The Slab Allocator

Introduction

The Slab Allocator is an allocator for SunOS 5.4. The allocator notes that initialization and destruction of objects are generally expensive, and so caching should be a high priority of the system.

Object Caching

Object Caching is a technique for dealing with objects that are frequently allocated and freed. Take a mutex — mutex_init() needs to be applied once, and then the object can be freed and reallocated without incurring the cost of mutex_destroy() and mutex_init().

The Design of the cache is straightforward:

Allocating the object:

if (there's an object in the cache)
  take it (no construction required);
else {
  allocate memory;
  construct the object;
}

Freeing an object:

Return it to the cache (no destruction required);

To reclaim memory from the cache:

take objects from the cache;
destroy the objects;
free the underlying memory;

An object’s constructed state must be initialized only once.

The Case for Object Caching in the Central Allocator

Privately-managed caches cannot handle the tension of an object cache, which wants to keep memory, and the allocator, which wants that memory back. The cache and the allocator only have local knowledge, which prevents optimizations.
Since private caches bypass the central allocator, they can’t benefit from the debugging tools of the allocator, which makes them harder to use.
Having many instances of the same solution to a common problem increases complexity and kernel code size.

The Object Cache Interface

The interface follows from two observations:

Descriptions of objects belong in clients, not in the central allocator. The allocator shouldn’t know that certain objects are useful to cache at compile time, since this is brittle and cannot anticipate the needs of clients at runtime, such as device drivers, streams modules, and file systems.
Memory management policies belong in the central allocator, not the clients. The clients want to allocate and free objects quickly, nothing else.

Thus, the interface to construct an object cache looks like this:

struct kmem_cache *kmem_cache_create(
  char *name,
  size_t size,
  int align,
  void (*constructor)(void*, size_t),
  void (*destructor)(void*, size_t)
);

This creates a cache of objects, each with a size size, aligned on an align boundary. The name is for debugging, and constructor is a function that constructs objects in the cache, and destructor undoes that.

Next, clients should need just two simple functions to allocate and free objects:

To get an object from the cache:

void *kmem_cache_alloc(
  struct kmem_cache *cp,
  int flags);

The first parameter is the cache to retrieve items from, and flags can be either KM_SLEEP or KM_NOSLEEP, which indicates whether its acceptable to wait for memory if none is currently available.
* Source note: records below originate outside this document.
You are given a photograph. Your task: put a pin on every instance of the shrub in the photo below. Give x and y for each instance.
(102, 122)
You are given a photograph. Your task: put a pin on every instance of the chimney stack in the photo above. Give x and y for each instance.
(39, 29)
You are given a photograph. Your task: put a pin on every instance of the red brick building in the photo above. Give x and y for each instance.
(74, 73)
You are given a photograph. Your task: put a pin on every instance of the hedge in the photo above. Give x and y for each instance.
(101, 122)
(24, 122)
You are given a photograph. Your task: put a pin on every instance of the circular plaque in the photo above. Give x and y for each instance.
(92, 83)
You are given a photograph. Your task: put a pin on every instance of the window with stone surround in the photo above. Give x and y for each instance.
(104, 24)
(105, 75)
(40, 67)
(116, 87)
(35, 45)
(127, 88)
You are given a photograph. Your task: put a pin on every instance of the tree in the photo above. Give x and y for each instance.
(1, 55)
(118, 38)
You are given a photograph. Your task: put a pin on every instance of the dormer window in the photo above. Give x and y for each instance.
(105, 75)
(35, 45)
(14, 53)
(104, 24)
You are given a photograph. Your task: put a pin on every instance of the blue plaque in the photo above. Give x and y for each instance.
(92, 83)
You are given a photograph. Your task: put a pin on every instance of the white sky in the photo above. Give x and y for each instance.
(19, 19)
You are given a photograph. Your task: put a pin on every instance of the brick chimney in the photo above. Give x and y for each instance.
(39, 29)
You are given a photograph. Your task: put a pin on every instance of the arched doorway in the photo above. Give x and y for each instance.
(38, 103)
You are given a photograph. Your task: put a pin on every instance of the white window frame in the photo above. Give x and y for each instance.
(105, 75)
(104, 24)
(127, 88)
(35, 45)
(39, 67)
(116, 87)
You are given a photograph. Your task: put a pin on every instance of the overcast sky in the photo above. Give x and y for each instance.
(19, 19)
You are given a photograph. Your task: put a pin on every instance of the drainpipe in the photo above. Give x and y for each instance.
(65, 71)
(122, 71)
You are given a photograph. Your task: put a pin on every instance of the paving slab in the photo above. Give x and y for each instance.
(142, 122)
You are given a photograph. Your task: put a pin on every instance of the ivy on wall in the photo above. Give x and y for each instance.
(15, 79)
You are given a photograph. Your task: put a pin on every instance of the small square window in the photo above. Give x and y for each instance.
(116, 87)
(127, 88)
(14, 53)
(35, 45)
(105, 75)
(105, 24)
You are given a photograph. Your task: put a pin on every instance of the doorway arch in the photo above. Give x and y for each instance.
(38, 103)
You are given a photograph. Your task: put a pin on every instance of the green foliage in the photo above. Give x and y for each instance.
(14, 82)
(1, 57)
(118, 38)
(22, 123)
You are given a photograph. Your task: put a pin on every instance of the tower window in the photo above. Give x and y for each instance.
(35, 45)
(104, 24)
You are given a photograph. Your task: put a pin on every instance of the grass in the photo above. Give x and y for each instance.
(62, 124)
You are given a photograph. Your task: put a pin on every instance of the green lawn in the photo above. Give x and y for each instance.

To return an item to the cache:

void kmem_cache_free(
  struct kmem_cache *cp,
  void* buf);

If a cache is no longer needed, the client can destroy it:

void kmem_cache_destroy(struct kmem_cache *cp);

This interface allows us to build a flexible allocator that is ideally suited to the needs of its clients. It also doesn’t require compile time knowledge of custom allocators, nor does it have to guess what the ideal cache size is as in adaptive-fit methods.

An Example

Taking this struct:

struct foo {
  kmutex_t foo_lock;
  kcondvar_t foo_cv;
  struct bar *foo_barlist;
  int foo_refcnt;
};

We would create a constructor like this:

void foo_constructor(void *buf, int size) {
  struct foo *foo = buf;
  mutex_init(&foo->foo_lock, ...);
  cv_init(&foo->foo_cv, ...);
  foo->foo_refcnt = 0;
  foo->foo_barlist = NULL;
}

And a destructor like this:

void foo_destructor(void *buf, int size) {
  struct foo *foo = buf;
  ASSERT(foo->foo_barlist == NULL);
  ASSERT(foo->foo_refcnt == 0);
  cv_destroy(&foo->foo_cv);
  mutex_destroy(&foo->foo_lock);
}

And then to create the cache:

foo_cache = kmem_cache_create("foo_cache",
sizeof (struct foo), 0,
foo_constructor, foo_destructor);

And then to free:

foo = kmem_cache_alloc(foo_cache, KM_SLEEP);
use foo;
kmem_cache_free(foo_cache, foo);

Thus, allocation becomes fast, because the allocator will usually do nothing more than fetch an already-constructed foo from the cache.

Caches

We’ve discussed the frontend of the cache, but there’s also a backend:

Backend	Frontend
kmem_cache_grow	kmem_cache_alloc
kmem_cache_reap	kmem_cache_free

The grow call gets memory from the VM system, makes objects, and feeds those items to the cache.

The reap call frees memory from the cache and returns it to the VM.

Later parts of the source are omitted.